Once the eligible offers are identified, the system activates its predictive models. Interaction Advisor supports two types of predictions: Bayesian models that estimate the likelihood of the customer responding to one specific offer, and collaborative filtering that identifies offers most commonly selected together. Both are self-generating and self-tuning, so human model-builders are not needed. The Bayesian models do provide reports on which attributes have the most influence on the likelihood score. These provide useful business insight and let users check that the models are reasonable. The system keeps a record of offers made and accepted, which is essential for the Bayesian modeling technique.
The final step is arbitration. This looks at the likelihood scores for the eligible offers, the value (revenue or profit) from each offer, and perhaps other considerations such as inventory levels or sales quotas. Users set up arbitration rules depending on their priorities: they might want to make the offer most likely to be accepted, the offer with the highest value, or the offer with the highest expected value (i.e., likelihood x value). One arbitration scheme can apply across multiple events, even if they involve different campaigns and offers.

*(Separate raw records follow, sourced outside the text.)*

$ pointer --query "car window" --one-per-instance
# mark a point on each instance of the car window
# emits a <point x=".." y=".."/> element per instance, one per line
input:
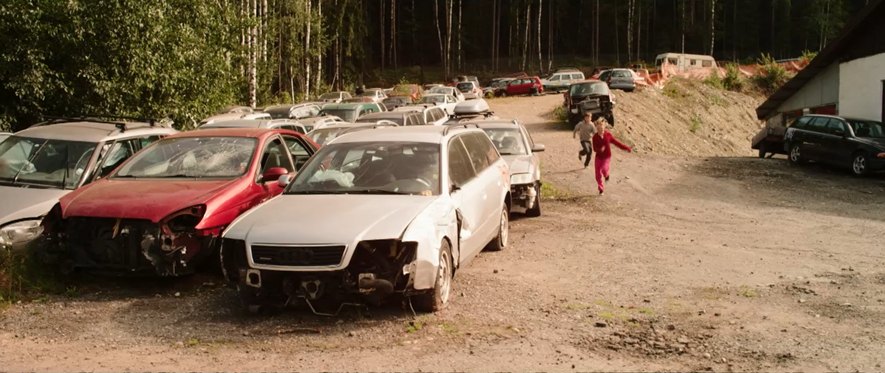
<point x="275" y="155"/>
<point x="460" y="167"/>
<point x="481" y="151"/>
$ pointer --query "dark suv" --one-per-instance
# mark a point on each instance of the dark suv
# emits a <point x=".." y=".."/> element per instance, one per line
<point x="856" y="143"/>
<point x="589" y="96"/>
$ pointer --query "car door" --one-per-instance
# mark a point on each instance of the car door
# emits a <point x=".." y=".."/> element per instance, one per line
<point x="467" y="196"/>
<point x="490" y="178"/>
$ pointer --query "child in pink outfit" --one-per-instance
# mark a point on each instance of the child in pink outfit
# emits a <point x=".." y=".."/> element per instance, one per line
<point x="602" y="142"/>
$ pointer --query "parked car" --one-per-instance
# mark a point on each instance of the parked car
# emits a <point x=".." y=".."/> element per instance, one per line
<point x="623" y="79"/>
<point x="519" y="150"/>
<point x="335" y="97"/>
<point x="163" y="210"/>
<point x="770" y="140"/>
<point x="522" y="86"/>
<point x="562" y="79"/>
<point x="376" y="94"/>
<point x="399" y="118"/>
<point x="470" y="89"/>
<point x="349" y="112"/>
<point x="446" y="102"/>
<point x="234" y="116"/>
<point x="451" y="91"/>
<point x="430" y="114"/>
<point x="287" y="124"/>
<point x="387" y="210"/>
<point x="296" y="111"/>
<point x="591" y="96"/>
<point x="496" y="84"/>
<point x="323" y="135"/>
<point x="311" y="124"/>
<point x="45" y="162"/>
<point x="394" y="102"/>
<point x="856" y="144"/>
<point x="412" y="91"/>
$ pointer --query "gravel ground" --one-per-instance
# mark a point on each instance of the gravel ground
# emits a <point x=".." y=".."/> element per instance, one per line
<point x="687" y="263"/>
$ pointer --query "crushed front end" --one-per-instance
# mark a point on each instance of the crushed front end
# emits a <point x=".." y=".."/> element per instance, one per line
<point x="283" y="275"/>
<point x="118" y="246"/>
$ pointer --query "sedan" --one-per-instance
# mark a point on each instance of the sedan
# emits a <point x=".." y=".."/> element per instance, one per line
<point x="163" y="210"/>
<point x="392" y="212"/>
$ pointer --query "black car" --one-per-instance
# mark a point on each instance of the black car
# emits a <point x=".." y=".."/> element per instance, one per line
<point x="858" y="144"/>
<point x="589" y="96"/>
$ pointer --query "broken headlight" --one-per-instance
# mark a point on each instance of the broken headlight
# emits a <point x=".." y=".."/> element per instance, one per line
<point x="20" y="232"/>
<point x="185" y="220"/>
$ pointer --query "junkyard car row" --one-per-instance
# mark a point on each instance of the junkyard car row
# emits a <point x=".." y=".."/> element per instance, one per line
<point x="396" y="204"/>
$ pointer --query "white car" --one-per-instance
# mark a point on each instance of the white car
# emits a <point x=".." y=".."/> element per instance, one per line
<point x="375" y="213"/>
<point x="432" y="114"/>
<point x="446" y="102"/>
<point x="451" y="91"/>
<point x="520" y="151"/>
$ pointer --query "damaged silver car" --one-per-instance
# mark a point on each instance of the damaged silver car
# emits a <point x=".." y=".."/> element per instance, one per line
<point x="387" y="213"/>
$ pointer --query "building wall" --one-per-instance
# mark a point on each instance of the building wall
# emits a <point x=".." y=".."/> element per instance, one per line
<point x="860" y="87"/>
<point x="822" y="90"/>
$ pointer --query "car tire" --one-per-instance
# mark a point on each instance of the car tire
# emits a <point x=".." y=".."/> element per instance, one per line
<point x="501" y="240"/>
<point x="437" y="298"/>
<point x="795" y="155"/>
<point x="535" y="211"/>
<point x="860" y="164"/>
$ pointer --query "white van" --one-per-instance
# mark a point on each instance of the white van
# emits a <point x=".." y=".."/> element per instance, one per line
<point x="685" y="62"/>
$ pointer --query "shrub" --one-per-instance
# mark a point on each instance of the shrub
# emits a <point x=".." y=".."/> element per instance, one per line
<point x="771" y="75"/>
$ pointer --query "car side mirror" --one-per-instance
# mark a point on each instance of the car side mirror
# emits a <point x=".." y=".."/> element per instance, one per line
<point x="274" y="173"/>
<point x="284" y="180"/>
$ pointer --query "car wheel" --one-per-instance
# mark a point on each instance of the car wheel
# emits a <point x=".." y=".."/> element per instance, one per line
<point x="859" y="164"/>
<point x="438" y="297"/>
<point x="500" y="241"/>
<point x="796" y="154"/>
<point x="535" y="211"/>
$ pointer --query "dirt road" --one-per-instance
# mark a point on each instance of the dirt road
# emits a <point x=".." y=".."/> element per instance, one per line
<point x="731" y="263"/>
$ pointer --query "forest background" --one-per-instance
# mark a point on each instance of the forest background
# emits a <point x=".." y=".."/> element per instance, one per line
<point x="184" y="59"/>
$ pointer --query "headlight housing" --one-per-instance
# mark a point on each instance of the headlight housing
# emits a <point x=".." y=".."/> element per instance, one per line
<point x="20" y="232"/>
<point x="517" y="179"/>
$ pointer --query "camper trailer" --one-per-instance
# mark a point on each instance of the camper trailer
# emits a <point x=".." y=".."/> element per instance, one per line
<point x="685" y="62"/>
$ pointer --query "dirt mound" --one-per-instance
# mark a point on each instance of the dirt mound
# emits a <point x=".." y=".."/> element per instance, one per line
<point x="687" y="118"/>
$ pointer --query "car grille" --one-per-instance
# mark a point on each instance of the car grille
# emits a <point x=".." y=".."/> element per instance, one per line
<point x="298" y="255"/>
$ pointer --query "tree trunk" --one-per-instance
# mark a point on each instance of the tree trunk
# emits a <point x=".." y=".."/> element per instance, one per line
<point x="540" y="56"/>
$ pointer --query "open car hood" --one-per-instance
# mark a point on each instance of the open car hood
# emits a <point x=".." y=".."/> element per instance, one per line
<point x="140" y="199"/>
<point x="328" y="218"/>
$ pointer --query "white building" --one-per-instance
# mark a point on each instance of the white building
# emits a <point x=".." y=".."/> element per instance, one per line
<point x="847" y="78"/>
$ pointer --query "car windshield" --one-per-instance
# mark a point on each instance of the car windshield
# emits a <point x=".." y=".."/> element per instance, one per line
<point x="867" y="128"/>
<point x="191" y="157"/>
<point x="347" y="114"/>
<point x="42" y="162"/>
<point x="433" y="99"/>
<point x="508" y="140"/>
<point x="585" y="89"/>
<point x="371" y="168"/>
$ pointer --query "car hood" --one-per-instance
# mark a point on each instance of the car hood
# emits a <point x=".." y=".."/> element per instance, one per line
<point x="140" y="199"/>
<point x="328" y="219"/>
<point x="519" y="164"/>
<point x="27" y="203"/>
<point x="876" y="142"/>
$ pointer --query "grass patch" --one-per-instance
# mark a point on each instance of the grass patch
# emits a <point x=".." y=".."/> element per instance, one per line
<point x="23" y="275"/>
<point x="695" y="123"/>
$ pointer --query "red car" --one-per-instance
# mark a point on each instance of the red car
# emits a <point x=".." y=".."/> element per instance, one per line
<point x="164" y="209"/>
<point x="522" y="86"/>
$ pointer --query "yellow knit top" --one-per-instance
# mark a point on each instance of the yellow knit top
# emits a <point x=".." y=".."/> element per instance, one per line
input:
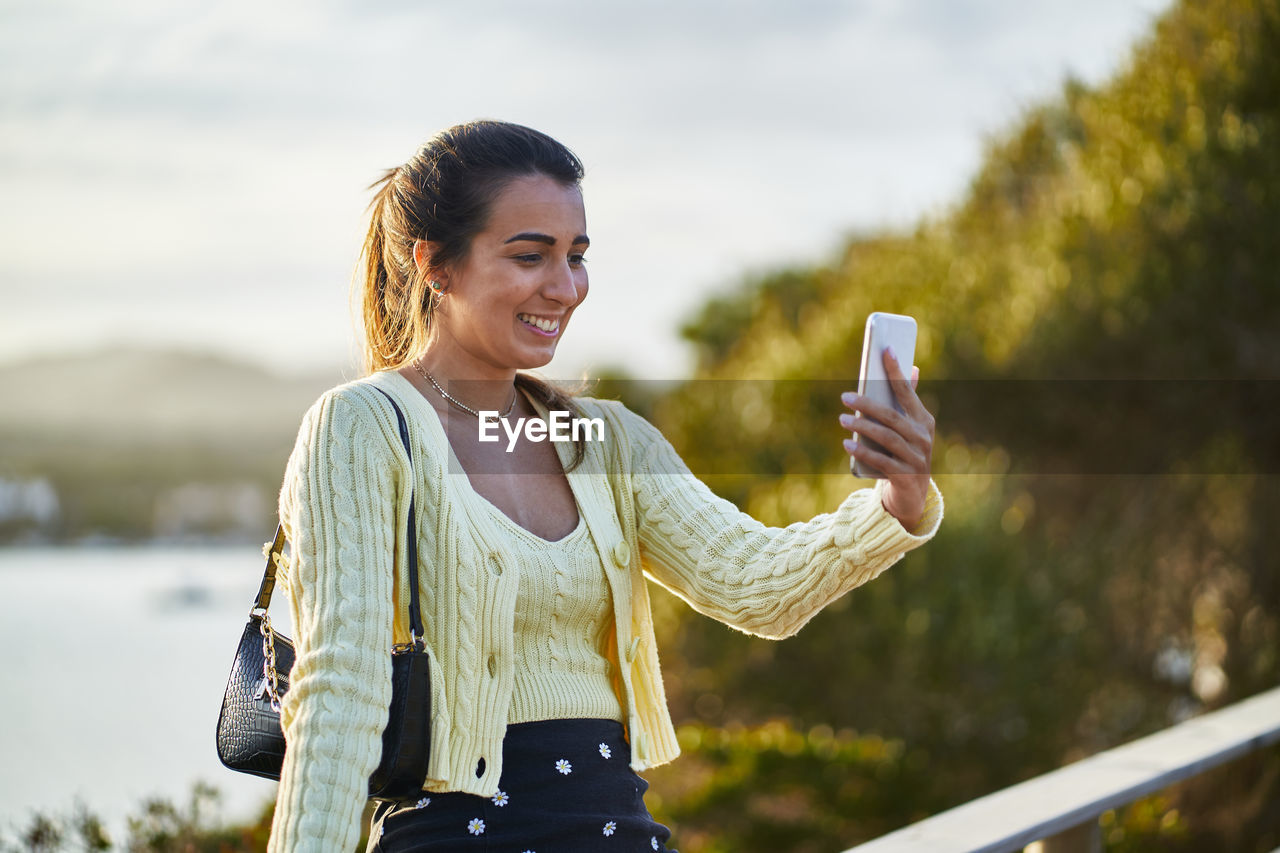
<point x="563" y="621"/>
<point x="344" y="502"/>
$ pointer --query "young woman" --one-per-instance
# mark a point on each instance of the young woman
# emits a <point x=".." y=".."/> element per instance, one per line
<point x="534" y="556"/>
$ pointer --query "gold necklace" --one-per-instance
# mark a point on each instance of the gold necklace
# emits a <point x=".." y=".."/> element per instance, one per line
<point x="458" y="402"/>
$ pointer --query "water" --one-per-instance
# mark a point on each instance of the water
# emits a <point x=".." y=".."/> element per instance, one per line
<point x="115" y="662"/>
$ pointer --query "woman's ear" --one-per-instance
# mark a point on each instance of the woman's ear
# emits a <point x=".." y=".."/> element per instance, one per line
<point x="423" y="254"/>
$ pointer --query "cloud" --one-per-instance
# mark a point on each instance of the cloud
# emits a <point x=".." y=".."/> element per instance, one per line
<point x="147" y="145"/>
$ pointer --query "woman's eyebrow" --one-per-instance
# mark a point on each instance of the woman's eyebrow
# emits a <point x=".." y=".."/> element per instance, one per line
<point x="531" y="236"/>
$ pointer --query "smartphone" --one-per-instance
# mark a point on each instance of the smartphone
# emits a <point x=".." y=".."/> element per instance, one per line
<point x="896" y="331"/>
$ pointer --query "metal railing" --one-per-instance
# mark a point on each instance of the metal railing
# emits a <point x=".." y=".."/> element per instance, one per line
<point x="1060" y="810"/>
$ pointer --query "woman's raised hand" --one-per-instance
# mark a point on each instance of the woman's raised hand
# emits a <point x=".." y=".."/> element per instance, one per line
<point x="906" y="436"/>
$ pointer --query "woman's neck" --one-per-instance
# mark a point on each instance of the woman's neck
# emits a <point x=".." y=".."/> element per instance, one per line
<point x="474" y="384"/>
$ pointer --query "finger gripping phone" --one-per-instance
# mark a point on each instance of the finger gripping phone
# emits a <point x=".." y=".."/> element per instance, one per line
<point x="896" y="331"/>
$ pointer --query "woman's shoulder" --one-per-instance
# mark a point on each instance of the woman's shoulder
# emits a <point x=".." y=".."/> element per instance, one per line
<point x="626" y="425"/>
<point x="357" y="409"/>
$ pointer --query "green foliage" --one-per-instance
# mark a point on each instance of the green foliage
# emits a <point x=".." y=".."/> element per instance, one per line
<point x="1106" y="566"/>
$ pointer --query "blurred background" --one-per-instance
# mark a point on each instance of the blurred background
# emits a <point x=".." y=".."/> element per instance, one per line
<point x="1069" y="196"/>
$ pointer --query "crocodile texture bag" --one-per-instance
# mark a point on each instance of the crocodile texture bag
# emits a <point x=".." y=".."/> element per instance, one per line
<point x="250" y="738"/>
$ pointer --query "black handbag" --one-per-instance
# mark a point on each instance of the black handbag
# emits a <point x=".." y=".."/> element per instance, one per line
<point x="248" y="726"/>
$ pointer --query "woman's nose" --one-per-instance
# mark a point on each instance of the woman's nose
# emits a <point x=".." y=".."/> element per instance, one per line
<point x="563" y="287"/>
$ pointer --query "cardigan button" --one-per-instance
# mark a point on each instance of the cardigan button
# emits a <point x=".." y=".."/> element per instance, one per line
<point x="622" y="553"/>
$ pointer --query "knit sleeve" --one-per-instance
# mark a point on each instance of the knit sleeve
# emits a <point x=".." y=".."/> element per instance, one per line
<point x="337" y="503"/>
<point x="758" y="579"/>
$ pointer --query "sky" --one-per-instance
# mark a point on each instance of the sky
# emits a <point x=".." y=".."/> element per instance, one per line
<point x="195" y="174"/>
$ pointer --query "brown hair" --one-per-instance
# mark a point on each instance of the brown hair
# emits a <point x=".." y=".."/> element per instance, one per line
<point x="443" y="195"/>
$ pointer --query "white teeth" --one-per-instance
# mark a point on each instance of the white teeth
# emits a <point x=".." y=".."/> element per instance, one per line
<point x="545" y="325"/>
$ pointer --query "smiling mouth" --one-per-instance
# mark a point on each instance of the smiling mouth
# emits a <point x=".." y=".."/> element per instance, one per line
<point x="547" y="327"/>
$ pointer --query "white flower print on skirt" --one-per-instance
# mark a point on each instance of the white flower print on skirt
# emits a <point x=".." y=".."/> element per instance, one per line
<point x="566" y="785"/>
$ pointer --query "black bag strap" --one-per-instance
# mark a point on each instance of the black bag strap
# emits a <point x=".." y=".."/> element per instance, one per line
<point x="274" y="553"/>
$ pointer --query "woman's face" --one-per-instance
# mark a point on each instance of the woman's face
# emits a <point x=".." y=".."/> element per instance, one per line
<point x="508" y="301"/>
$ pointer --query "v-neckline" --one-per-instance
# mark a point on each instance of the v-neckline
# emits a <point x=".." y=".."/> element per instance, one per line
<point x="455" y="466"/>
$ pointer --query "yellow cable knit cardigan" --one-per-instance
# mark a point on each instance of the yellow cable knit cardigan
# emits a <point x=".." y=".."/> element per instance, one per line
<point x="344" y="502"/>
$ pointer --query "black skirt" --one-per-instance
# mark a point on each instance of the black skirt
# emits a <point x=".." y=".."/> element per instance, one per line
<point x="566" y="787"/>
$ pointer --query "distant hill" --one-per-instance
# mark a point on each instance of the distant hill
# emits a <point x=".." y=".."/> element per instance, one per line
<point x="154" y="395"/>
<point x="131" y="443"/>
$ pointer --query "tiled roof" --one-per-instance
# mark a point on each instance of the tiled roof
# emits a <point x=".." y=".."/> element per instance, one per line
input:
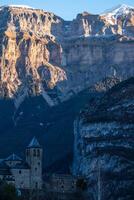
<point x="34" y="143"/>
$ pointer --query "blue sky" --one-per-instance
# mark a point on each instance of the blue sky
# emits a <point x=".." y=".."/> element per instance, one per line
<point x="68" y="9"/>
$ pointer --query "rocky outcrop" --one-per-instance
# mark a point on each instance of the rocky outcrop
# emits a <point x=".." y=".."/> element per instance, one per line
<point x="104" y="144"/>
<point x="39" y="51"/>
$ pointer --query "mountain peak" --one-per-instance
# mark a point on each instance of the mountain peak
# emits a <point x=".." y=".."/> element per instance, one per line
<point x="119" y="10"/>
<point x="18" y="6"/>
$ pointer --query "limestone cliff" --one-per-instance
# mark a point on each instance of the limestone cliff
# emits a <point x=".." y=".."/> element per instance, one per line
<point x="39" y="51"/>
<point x="104" y="144"/>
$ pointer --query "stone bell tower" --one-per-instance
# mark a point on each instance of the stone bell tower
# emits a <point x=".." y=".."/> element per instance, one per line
<point x="34" y="158"/>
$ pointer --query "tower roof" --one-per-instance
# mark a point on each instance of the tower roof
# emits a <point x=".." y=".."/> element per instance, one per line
<point x="34" y="143"/>
<point x="13" y="157"/>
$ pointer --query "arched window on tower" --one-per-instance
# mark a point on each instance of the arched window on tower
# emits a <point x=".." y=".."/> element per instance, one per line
<point x="27" y="152"/>
<point x="38" y="153"/>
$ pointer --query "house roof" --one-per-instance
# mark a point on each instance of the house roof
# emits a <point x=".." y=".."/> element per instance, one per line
<point x="13" y="157"/>
<point x="34" y="143"/>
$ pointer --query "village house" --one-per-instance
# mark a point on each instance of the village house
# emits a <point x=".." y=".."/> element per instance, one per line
<point x="24" y="174"/>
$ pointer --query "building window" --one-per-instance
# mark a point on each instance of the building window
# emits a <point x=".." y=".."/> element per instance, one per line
<point x="36" y="185"/>
<point x="27" y="152"/>
<point x="38" y="153"/>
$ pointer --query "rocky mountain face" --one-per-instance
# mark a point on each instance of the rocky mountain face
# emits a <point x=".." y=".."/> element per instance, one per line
<point x="104" y="144"/>
<point x="39" y="51"/>
<point x="49" y="67"/>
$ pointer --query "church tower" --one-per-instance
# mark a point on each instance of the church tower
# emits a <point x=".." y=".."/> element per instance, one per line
<point x="34" y="158"/>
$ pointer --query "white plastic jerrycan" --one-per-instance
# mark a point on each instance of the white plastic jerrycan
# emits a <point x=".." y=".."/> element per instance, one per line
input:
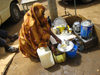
<point x="46" y="57"/>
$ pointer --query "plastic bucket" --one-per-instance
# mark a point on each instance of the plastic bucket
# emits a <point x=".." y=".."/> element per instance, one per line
<point x="72" y="53"/>
<point x="86" y="30"/>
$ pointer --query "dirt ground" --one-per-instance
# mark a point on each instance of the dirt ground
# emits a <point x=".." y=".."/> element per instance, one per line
<point x="84" y="64"/>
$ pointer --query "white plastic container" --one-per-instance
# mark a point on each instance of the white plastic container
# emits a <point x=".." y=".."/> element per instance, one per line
<point x="46" y="57"/>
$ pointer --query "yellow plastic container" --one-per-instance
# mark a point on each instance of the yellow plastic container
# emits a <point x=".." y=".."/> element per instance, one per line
<point x="59" y="57"/>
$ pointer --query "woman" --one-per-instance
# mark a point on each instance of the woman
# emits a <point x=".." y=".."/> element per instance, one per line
<point x="35" y="31"/>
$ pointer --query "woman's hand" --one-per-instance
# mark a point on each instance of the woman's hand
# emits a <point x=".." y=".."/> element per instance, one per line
<point x="58" y="40"/>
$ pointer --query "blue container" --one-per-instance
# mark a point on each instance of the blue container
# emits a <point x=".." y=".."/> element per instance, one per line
<point x="72" y="53"/>
<point x="86" y="29"/>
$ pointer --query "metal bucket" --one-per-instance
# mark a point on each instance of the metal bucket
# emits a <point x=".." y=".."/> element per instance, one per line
<point x="86" y="29"/>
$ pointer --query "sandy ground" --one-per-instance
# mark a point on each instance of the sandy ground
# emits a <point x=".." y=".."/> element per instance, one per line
<point x="84" y="64"/>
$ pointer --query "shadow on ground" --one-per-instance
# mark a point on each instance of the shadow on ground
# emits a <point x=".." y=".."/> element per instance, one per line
<point x="79" y="4"/>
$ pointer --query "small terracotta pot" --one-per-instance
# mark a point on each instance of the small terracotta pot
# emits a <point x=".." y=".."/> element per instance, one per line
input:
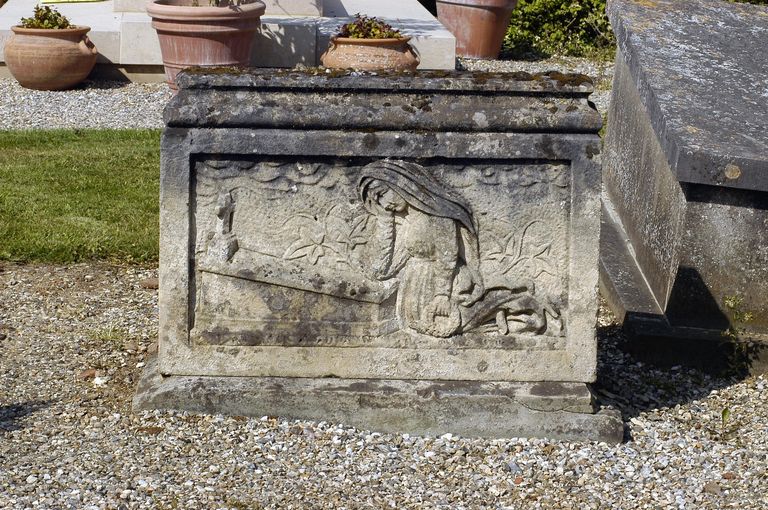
<point x="370" y="54"/>
<point x="203" y="36"/>
<point x="50" y="59"/>
<point x="478" y="25"/>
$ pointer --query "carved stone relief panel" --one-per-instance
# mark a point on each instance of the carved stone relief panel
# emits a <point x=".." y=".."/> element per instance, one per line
<point x="388" y="253"/>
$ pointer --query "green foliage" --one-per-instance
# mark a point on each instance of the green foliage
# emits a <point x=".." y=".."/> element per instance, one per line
<point x="542" y="28"/>
<point x="365" y="27"/>
<point x="579" y="28"/>
<point x="46" y="17"/>
<point x="74" y="195"/>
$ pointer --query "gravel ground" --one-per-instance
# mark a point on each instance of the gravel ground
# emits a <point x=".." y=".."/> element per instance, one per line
<point x="139" y="105"/>
<point x="74" y="339"/>
<point x="105" y="105"/>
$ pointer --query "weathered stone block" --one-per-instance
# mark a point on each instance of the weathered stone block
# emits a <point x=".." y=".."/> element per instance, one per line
<point x="397" y="229"/>
<point x="686" y="171"/>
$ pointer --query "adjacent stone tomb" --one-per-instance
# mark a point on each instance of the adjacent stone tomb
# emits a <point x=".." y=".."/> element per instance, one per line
<point x="401" y="253"/>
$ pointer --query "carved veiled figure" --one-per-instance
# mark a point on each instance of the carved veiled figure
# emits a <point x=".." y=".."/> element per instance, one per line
<point x="427" y="237"/>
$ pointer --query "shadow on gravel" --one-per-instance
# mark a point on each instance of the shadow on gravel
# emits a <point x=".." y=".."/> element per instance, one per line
<point x="633" y="387"/>
<point x="11" y="414"/>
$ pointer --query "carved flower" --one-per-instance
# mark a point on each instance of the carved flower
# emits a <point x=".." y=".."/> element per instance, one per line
<point x="330" y="235"/>
<point x="309" y="244"/>
<point x="523" y="253"/>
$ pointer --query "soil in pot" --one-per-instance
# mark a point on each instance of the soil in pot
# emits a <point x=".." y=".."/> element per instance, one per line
<point x="370" y="54"/>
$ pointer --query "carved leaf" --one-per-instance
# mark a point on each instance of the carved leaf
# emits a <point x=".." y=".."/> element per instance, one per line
<point x="315" y="254"/>
<point x="298" y="249"/>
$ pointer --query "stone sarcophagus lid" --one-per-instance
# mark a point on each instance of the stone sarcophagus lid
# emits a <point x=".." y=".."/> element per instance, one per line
<point x="411" y="253"/>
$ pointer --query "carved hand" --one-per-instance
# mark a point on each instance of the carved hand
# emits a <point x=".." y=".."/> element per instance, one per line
<point x="440" y="306"/>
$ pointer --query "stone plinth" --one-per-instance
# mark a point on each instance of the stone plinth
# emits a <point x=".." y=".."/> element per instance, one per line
<point x="686" y="169"/>
<point x="397" y="252"/>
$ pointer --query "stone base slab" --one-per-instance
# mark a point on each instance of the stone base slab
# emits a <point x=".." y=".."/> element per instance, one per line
<point x="470" y="409"/>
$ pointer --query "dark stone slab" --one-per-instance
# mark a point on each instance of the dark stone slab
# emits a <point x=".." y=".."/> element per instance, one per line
<point x="683" y="251"/>
<point x="700" y="70"/>
<point x="455" y="101"/>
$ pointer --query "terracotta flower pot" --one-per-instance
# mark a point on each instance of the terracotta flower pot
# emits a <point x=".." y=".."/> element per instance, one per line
<point x="478" y="25"/>
<point x="203" y="36"/>
<point x="370" y="54"/>
<point x="50" y="59"/>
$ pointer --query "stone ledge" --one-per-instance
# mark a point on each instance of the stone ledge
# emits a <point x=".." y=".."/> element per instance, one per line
<point x="499" y="410"/>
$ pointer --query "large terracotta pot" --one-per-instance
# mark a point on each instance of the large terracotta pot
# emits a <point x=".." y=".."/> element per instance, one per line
<point x="370" y="54"/>
<point x="50" y="59"/>
<point x="478" y="25"/>
<point x="203" y="36"/>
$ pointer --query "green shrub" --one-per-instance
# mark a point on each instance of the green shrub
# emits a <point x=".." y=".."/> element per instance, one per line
<point x="542" y="28"/>
<point x="579" y="28"/>
<point x="46" y="17"/>
<point x="364" y="27"/>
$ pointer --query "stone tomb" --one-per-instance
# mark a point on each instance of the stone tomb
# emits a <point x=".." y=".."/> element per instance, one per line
<point x="405" y="253"/>
<point x="684" y="252"/>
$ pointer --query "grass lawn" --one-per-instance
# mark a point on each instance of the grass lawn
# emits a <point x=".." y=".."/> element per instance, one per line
<point x="74" y="195"/>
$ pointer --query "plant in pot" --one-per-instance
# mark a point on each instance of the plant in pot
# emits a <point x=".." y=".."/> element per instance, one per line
<point x="478" y="25"/>
<point x="204" y="32"/>
<point x="369" y="44"/>
<point x="47" y="52"/>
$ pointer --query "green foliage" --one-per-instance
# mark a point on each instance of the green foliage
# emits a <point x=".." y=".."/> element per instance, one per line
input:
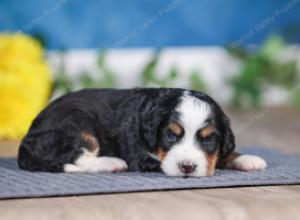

Once the offers are chosen, the system passes the customer-facing system a content ID that tells it what to display. Interaction Advisor could also store the content internally and send it instead of an ID. But most users prefer to let the customer-facing system to manage its own content.
The call-and-response cycle just described applies to a single interaction. Interaction Advisor doesn’t execute multi-step dialogs like a call center script or sequence of Web pages. Users could accomplish that indirectly by creating different events that call different rules, or by creating eligibility rules that take into account previous activities. Since sessions remain active for a user-specified period of time, previous events within the sequence are all immediately available. However, sessions are channel-specific, so a customer simultaneously looking at a Web page and talking to a call center agent would have two independent sessions active. At best, the data in those sessions could be shared by posting it to an underlying database. Posting also makes the interaction history available to in the future.
Products like Interaction Advisor often generate substantially more revenue than manual recommendations. They are priced accordingly: a single-channel Interaction Advisor installation starts around $150,000 and could run much higher. Fees are usually based on the number of users in a call center or sales agent environment, or the number of recommendations or visitors in an automated environment like a Web site. Most clients install InteractionAdvisor on-premise, although hosted options are available.